Les belles personnes
Je venais à peine d’arracher les vieilles vignes. Le cœur plein d’élan, un brin d’innocence en poche, je m’étais rendue aux douanes pour me renseigner sur les papiers à remplir avant de replanter. J’ignorais alors tout d’une règle essentielle : on ne touche pas à une vigne sans l’avoir d’abord déclarée.
C’est là que j’ai rencontré Pierre.
Il m’a regardée, l’air malicieux, un sourire en coin. Et puis, d’un ton calme, presque bienveillant, il m’a dit que j’aurais dû écoper d’une amende. Mais au lieu de me laisser me débrouiller seule, il m’a tendu une main inattendue : « Reviens me voir tous les jeudis après-midi, avec un simple cahier de brouillon. »
Alors j’ai pris ce cahier. Et je suis revenue. Semaine après semaine.
Pierre m’a appris. Il m’a guidée, montré comment remplir chaque formulaire, chaque ligne. Il m’a même préparé un dossier pour l’export, bien que cela ne me serve que des années plus tard. Il était déjà à la retraite, à ce moment-là.
Et puis un jour, sur une petite route, je l’ai croisé à vélo. Par hasard. Depuis, il revient chaque hiver, pour m’aider à tailler. Comme ça, simplement. Parce que c’est Pierre.

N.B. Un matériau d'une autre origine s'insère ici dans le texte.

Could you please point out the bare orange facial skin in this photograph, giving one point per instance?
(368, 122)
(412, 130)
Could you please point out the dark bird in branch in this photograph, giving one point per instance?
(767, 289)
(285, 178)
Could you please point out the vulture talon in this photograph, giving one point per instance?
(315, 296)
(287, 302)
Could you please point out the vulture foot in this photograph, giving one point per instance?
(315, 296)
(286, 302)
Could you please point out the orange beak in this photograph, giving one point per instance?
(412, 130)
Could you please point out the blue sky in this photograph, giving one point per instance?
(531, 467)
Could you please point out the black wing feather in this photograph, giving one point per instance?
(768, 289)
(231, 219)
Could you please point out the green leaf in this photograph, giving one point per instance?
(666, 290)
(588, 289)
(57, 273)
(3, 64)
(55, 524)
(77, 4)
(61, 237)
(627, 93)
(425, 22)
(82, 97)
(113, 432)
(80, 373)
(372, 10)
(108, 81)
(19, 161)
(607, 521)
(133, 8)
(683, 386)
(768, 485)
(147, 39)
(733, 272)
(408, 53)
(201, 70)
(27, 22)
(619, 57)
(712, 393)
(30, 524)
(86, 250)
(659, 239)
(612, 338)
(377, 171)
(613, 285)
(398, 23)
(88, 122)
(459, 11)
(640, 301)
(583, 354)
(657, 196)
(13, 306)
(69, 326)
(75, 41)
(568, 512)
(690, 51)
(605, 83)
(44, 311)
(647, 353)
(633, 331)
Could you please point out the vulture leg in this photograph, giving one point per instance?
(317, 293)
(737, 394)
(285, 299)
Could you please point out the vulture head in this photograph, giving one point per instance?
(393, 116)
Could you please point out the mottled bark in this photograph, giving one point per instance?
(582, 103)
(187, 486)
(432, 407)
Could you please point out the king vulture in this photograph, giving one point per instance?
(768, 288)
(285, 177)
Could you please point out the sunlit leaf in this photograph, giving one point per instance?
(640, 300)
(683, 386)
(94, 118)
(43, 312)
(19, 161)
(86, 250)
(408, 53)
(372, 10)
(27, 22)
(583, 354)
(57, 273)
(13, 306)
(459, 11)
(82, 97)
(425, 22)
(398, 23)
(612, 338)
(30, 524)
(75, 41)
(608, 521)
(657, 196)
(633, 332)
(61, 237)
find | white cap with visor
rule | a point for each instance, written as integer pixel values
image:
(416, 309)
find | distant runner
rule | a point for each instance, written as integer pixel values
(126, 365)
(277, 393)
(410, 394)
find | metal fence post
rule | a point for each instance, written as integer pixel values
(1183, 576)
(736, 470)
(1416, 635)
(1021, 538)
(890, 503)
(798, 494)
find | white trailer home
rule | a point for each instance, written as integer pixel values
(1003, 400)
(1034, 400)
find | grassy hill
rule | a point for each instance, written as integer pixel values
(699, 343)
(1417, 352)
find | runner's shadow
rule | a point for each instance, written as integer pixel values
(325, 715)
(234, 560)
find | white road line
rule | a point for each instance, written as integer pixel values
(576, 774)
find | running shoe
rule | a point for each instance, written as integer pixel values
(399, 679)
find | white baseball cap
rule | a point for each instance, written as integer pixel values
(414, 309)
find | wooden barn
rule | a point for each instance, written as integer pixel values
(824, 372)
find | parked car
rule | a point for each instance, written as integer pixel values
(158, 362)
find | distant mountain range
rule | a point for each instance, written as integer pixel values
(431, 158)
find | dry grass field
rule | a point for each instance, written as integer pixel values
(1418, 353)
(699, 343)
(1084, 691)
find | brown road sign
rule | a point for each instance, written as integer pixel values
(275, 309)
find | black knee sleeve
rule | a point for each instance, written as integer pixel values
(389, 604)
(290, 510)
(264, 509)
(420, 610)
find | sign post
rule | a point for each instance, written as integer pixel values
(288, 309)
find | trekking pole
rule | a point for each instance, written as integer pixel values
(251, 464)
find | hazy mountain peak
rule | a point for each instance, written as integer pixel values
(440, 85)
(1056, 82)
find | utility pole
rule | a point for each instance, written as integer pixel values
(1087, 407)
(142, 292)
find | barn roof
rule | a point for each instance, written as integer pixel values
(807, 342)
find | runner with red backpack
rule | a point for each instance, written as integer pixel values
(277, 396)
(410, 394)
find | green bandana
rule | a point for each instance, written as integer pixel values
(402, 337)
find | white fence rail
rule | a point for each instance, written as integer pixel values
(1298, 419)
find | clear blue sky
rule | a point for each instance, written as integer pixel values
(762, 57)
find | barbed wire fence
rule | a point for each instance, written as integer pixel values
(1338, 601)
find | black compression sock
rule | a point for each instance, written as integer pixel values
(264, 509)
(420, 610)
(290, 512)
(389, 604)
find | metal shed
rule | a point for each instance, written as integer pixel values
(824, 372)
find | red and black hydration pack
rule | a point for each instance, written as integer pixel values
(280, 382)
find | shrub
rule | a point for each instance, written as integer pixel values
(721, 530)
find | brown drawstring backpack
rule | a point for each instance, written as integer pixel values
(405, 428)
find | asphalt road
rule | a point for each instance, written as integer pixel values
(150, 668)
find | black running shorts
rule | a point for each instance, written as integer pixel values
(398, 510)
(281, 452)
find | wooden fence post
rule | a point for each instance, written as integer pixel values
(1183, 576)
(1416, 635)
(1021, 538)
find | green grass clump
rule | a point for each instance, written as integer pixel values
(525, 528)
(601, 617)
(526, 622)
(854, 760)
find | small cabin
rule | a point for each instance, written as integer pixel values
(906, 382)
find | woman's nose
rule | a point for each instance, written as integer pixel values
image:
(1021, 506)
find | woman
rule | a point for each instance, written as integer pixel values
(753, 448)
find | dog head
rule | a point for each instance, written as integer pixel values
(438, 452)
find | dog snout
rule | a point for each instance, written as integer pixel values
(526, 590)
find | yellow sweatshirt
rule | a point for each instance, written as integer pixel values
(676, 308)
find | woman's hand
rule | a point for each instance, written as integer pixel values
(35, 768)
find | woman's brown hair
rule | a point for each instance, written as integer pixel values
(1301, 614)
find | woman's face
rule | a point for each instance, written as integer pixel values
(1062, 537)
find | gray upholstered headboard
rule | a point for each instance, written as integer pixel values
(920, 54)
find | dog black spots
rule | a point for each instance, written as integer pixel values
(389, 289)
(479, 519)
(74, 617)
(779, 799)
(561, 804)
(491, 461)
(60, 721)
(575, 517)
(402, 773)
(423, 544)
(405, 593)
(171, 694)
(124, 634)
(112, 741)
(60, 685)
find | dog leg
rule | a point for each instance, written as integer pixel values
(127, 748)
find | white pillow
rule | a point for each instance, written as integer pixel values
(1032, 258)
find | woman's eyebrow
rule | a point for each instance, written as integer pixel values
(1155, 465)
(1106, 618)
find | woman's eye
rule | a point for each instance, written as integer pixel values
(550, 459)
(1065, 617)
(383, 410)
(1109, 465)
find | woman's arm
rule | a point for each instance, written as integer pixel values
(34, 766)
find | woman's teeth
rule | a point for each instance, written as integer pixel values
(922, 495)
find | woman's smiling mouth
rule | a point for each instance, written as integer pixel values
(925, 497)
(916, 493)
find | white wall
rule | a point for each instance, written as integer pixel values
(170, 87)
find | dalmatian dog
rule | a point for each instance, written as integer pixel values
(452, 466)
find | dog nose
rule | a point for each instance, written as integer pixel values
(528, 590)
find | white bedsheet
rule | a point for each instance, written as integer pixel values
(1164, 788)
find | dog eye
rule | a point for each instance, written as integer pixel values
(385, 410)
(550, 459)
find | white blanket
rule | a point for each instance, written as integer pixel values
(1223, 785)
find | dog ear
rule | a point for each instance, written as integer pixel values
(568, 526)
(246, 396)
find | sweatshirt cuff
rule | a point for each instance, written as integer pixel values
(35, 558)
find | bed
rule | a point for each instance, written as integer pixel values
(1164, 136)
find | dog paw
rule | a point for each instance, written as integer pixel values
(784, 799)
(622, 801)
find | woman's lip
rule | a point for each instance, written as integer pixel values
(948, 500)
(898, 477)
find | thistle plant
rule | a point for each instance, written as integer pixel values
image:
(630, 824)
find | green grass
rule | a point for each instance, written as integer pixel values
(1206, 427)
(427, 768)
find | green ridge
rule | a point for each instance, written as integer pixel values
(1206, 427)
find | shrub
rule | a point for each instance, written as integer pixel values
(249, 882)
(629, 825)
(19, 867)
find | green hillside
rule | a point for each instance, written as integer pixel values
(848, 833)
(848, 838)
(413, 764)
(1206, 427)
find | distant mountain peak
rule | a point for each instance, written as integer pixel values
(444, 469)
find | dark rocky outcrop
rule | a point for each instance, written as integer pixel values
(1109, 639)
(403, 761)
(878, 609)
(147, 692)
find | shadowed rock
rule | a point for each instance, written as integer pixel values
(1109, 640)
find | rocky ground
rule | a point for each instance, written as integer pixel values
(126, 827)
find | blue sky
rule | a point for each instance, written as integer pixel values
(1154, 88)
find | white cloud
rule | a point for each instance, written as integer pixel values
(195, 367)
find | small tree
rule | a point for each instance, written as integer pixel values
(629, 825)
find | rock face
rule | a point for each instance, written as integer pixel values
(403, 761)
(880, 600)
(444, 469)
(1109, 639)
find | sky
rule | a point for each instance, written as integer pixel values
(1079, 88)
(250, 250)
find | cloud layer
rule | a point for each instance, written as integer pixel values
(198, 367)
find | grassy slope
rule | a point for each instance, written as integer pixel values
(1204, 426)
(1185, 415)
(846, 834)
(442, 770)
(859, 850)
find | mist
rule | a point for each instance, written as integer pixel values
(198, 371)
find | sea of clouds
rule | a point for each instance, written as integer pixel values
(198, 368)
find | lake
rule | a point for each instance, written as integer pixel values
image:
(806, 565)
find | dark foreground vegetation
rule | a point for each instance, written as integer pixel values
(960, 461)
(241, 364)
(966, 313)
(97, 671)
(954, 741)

Flo est de ceux dont la présence s’impose sans bruit. Dès son premier jour de vendanges, il s’est illustré par sa droiture et son efficacité. Ce jour-là, d’un ton posé, il m’a glissé :
« Mieux vaut cueillir que parler. »
Une phrase simple, presque anodine, mais qui résume tout son esprit : aller droit au but, sans détour, avec sérieux et constance.
Depuis plus de neuf ans, Flo revient, saison après saison, prêter main-forte au Domaine, chaque fois que le temps le lui permet.
Silencieux, discret, mais toujours là.
Sa fidélité est devenue un repère. Et derrière sa réserve se cache une force tranquille, solide et précieuse — de celles sur lesquelles on sait pouvoir s’appuyer, les yeux fermés.